The cost of dynamic (virtual calls) vs. static (CRTP) dispatch in C++

A couple of years ago I wrote an article about the Curiously Recurring Template Pattern in C++, focusing on the motivation behind it and how to implement it.

That article mentioned runtime performance as the main reason for employing CRTP instead of the more traditional runtime polymorphism (dispatch via virtual functions). While some rationale for the cost of virtual calls was given, I didn't go too deep into it. Today I want to fix that by carefully analyzing the performance of virtual calls as opposed to the static calls made possible by CRTP.

Mandatory precaution about benchmarks

Benchmarking in 2013 is really hard. Today's CPUs are super-pipelined, branch-predicting out-of-order executing beasts. The memory hierarchy is very deep and the caches have complex behavior. All of this makes detailed performance analysis devilishly complex, and the results are sometimes baffling. We're clearly long past counting MIPS. Add to that overly-clever optimizing compilers that occasionally produce not quite the code you expected, and it's apparent why so many online resources and articles provide bad benchmarks.

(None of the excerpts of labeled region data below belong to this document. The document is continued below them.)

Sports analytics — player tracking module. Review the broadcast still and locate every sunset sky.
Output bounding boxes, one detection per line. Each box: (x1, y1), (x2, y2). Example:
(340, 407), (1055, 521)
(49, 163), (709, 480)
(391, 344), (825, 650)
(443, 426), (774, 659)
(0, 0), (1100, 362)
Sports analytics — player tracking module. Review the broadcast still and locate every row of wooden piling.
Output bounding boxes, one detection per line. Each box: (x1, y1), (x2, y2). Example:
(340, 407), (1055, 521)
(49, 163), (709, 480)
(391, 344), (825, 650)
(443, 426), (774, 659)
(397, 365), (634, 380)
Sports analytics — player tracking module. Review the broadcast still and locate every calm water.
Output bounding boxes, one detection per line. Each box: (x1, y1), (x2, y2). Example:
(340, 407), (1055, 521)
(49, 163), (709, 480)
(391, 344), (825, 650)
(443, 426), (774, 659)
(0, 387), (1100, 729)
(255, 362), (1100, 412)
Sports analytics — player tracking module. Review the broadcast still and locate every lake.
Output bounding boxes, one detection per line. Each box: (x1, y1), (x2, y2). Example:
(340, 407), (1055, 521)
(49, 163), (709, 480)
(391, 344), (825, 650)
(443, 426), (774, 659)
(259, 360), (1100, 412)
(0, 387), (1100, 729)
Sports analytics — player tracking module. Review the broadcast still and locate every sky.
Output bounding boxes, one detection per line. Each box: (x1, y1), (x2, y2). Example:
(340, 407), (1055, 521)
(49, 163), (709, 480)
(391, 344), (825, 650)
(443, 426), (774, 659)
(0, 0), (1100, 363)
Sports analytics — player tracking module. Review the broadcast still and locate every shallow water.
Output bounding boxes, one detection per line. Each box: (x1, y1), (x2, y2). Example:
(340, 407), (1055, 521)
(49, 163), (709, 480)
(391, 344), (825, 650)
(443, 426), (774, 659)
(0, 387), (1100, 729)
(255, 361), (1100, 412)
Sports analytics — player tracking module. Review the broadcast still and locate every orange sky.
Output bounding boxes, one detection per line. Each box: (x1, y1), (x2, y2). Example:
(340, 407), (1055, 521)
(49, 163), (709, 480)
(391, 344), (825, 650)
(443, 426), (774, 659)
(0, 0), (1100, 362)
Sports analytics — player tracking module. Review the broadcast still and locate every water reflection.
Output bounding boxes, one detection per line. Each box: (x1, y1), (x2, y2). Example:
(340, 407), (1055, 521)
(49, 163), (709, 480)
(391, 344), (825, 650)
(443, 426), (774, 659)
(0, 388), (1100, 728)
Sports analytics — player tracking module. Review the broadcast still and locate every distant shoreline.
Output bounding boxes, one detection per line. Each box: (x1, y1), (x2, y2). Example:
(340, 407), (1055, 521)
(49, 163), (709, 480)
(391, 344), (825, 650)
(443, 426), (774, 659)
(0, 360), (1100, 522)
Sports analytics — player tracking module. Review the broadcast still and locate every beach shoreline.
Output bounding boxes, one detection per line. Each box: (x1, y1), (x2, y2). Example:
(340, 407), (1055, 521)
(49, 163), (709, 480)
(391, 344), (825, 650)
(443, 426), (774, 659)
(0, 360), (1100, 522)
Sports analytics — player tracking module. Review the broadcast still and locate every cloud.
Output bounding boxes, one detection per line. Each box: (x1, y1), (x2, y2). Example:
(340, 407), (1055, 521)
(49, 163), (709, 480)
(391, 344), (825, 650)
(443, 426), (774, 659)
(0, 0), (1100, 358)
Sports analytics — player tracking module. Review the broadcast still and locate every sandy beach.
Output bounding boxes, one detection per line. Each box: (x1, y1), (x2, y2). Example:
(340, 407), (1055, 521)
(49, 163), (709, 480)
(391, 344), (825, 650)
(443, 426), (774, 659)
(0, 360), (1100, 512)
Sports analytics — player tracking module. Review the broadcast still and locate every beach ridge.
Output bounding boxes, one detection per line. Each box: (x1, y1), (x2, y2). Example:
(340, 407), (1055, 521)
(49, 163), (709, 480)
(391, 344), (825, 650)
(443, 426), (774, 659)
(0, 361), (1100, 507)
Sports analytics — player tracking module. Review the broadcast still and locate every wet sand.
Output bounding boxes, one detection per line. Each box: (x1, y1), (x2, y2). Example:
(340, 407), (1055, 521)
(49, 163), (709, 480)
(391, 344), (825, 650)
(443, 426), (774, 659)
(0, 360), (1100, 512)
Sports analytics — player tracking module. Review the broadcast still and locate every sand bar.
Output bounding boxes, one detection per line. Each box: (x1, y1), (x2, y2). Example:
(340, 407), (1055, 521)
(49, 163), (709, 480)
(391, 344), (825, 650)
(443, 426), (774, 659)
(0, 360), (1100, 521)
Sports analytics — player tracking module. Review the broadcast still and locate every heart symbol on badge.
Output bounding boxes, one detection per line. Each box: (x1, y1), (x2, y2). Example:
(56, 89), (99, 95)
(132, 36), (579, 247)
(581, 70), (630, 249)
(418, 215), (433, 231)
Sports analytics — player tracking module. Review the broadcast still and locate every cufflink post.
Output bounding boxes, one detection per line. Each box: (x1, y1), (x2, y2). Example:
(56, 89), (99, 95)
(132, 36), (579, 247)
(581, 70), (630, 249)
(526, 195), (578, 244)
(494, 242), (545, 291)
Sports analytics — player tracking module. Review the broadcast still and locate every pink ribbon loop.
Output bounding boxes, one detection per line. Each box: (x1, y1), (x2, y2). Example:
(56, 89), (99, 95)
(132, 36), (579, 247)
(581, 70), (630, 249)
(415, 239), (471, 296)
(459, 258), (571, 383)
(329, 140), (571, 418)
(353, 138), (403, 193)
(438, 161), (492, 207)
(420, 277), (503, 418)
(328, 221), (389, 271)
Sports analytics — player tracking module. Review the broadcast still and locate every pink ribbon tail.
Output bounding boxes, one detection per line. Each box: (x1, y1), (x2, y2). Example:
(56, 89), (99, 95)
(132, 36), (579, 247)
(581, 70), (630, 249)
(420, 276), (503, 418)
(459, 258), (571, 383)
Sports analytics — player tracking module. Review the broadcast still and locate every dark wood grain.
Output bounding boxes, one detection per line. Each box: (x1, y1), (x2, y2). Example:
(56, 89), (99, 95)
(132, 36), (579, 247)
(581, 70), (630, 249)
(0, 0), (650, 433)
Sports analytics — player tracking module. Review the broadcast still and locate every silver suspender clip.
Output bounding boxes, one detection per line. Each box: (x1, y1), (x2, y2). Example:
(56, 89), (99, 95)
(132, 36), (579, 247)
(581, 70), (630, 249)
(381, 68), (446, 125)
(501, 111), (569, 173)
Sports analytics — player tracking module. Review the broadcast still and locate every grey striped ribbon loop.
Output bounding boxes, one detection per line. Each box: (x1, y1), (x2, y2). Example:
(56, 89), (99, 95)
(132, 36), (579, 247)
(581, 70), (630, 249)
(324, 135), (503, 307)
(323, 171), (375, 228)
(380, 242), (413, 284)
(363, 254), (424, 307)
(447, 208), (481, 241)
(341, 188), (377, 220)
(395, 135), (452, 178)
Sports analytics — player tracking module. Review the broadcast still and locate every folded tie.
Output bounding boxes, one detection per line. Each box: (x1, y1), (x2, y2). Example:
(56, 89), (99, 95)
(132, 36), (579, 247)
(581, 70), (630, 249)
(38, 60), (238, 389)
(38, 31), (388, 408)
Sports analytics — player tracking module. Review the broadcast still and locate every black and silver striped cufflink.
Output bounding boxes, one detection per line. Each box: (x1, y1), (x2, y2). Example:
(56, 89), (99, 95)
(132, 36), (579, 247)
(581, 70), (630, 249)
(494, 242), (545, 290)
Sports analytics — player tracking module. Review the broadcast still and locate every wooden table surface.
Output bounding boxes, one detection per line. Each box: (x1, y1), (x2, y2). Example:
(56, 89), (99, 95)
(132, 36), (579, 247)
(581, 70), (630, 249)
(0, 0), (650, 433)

So any benchmarks need to be taken with a large grain of salt, including the one posted here. Personally, I'm trying to validate the benchmarks I'm running by attacking them with the scientific method:

First, create a hypothesis about the relative speed of two approaches.
Take a detailed look at the code generated by the compiler to verify the hypothesis w.r.t. code generation - is this the machine code you expected to see?
Run the benchmark and compare the runtime to the initial hypothesis, as well as to (2) - while not perfect, performance is easier to correlate to machine code than to original source code.
If anything doesn't feel right, or just to make (3) more careful, use low-level counters to make sure that the amount of instructions executed and other such details makes sense given (2).

Hypothesis - what makes virtual calls slower

The previous article listed the following components in the runtime cost of virtual calls:

Extra indirection (pointer dereference) for each call to a virtual method.
Virtual methods usually can’t be inlined, which may be a significant cost hit for some small methods.
Additional pointer per object. On 64-bit systems which are prevalent these days, this is 8 bytes per object. For small objects that carry little data this may be a serious overhead.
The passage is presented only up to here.